🤖 AI Summary
To address the efficiency bottleneck posed by lengthy output generation in large language models (LLMs) during complex reasoning, this paper proposes a dynamic ratio reweighting training paradigm grounded in dual-process cognitive theory. The method adaptively prunes reasoning chains by online adjusting training weights between System-1 (intuitive) and System-2 (deliberative) data—requiring no human annotations, auxiliary models, or ensemble techniques. Its core innovations are (i) a learnable dynamic weight scheduling mechanism and (ii) a synergistic Chain-of-Thought distillation framework for joint optimization. Evaluated on the DeepSeek-R1-Distill model series, the approach achieves an average 39.7% reduction in output token count while preserving inference accuracy—yielding substantial gains in throughput and deployment feasibility for long-reasoning tasks.
📝 Abstract
Large Language Models (LLMs) have recently achieved remarkable progress by leveraging Reinforcement Learning and extended Chain-of-Thought (CoT) techniques. However, the challenge of performing efficient language reasoning--especially during inference with extremely long outputs--has drawn increasing attention from the research community.

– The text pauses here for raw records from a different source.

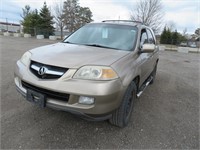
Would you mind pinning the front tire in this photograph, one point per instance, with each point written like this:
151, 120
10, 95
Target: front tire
122, 115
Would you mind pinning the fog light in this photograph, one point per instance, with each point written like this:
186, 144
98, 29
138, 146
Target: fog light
86, 100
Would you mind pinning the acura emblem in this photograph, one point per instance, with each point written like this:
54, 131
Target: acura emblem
42, 70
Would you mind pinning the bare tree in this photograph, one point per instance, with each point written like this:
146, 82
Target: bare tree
149, 12
171, 25
59, 17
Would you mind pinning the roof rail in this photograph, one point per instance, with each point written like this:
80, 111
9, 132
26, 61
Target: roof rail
130, 21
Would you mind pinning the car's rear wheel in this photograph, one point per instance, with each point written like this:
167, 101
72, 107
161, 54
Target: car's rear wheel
122, 115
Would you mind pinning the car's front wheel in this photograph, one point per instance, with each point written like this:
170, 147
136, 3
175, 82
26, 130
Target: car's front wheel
122, 115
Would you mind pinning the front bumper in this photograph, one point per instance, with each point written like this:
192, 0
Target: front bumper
107, 94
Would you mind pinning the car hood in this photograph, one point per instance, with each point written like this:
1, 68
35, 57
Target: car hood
75, 56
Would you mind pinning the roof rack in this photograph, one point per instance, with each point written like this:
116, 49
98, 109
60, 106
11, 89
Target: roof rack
128, 21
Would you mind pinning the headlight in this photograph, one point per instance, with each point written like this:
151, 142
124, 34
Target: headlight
96, 73
26, 58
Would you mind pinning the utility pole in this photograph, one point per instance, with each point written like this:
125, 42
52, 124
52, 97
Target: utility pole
7, 24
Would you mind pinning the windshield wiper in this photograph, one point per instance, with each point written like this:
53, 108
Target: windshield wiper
97, 45
68, 42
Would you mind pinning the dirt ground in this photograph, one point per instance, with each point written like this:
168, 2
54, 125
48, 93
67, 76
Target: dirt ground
166, 116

In this work, we propose a dynamic ratio-based training pipeline that does not rely on sophisticated data annotations or interpolation between multiple models. We continuously balance the weights between the model's System-1 and System-2 data to eliminate redundant reasoning processes while preserving the model's reasoning capability. We validate our approach across models on DeepSeek-R1-Distill-7B and DeepSeek-R1-Distill-14B and on a diverse set of benchmarks with varying difficulty levels. Our method significantly reduces the number of output tokens by nearly 40% while maintaining the accuracy of the reasoning. Our code and data will be available soon.